Understanding Home Equity
Many Cambridge homeowners are unaware of the financial resources they have available to them through a home equity loan in Cambridge. We often turn to credit cards and other high-interest loans when financial issues arise, but we have a far greater resource available. Home equity is the value of your home, minus the debts secured against the home. This number is variable depending on the market value of your home. Real estate markets are changing and home values change depending on where you live. Cambridge homeowners should seek the help of a lending expert to help advise what type of equity financing is available to them.
There are many reasons why you may want to access a home’s equity. These can include:
- Consolidating debts into one manageable payment with affordable interest compared to typical credit card rates.
- Completing any home improvement projects (that will also increase your home’s resale value).
- Fund tuition payments for yourself or a family member/child.
- Taking advantage of investment opportunities (small business or retirement investments).
- Handling any medical expenses not covered by insurance plans (medication, treatment, hospital costs).
- Immediate car repairs or purchasing a new vehicle.
- Purchasing a recreation property or taking a dream vacation.
How to Access Your Home Equity
A second mortgage is one type of equity loan borrowers can turn to when it comes time to meet any of these needs. When a second mortgage is borrowed against the equity, it is considered a home equity loan in Cambridge. This type of fixed-rate equity loan is typically (although not always) offered at a slightly higher rate of interest than a first mortgage. But these rates are quite often much lower than credit card interest rates (and are currently very competitive). A sum of money is lent all at once and interest is paid against the principal amount. This works well with large projects, investments, or debt consolidation.
What is a HELOC?
A more popular choice is a home equity line of credit
(HELOC). Like a standard line of credit, this is a sum of money that is available in the same way that a credit card has a limit available.

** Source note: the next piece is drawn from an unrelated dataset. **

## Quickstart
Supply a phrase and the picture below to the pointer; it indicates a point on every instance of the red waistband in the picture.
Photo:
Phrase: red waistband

You pay interest only on the amount you borrow against the home’s equity. You can pay the minimum payment (like a credit card) or pay substantial amounts against the principal loan without penalty. Many people choose this route because of the flexibility it offers. It provides a source of income akin to a "rainy day fund.” Financial advisors recommend you should have living expenses for three months in savings should any emergency arise. You can do this by using your home equity through a HELOC loan.
Regardless of your choice of home equity loan in Cambridge, utilizing a home’s equity is a way homeowners can consolidate debt, make investments, complete dream projects or take vacations and plan for future retirement needs. Meet with a lending expert who can help you choose what type of loan will best suit your financial needs and help you review the options available from big banks and private lenders.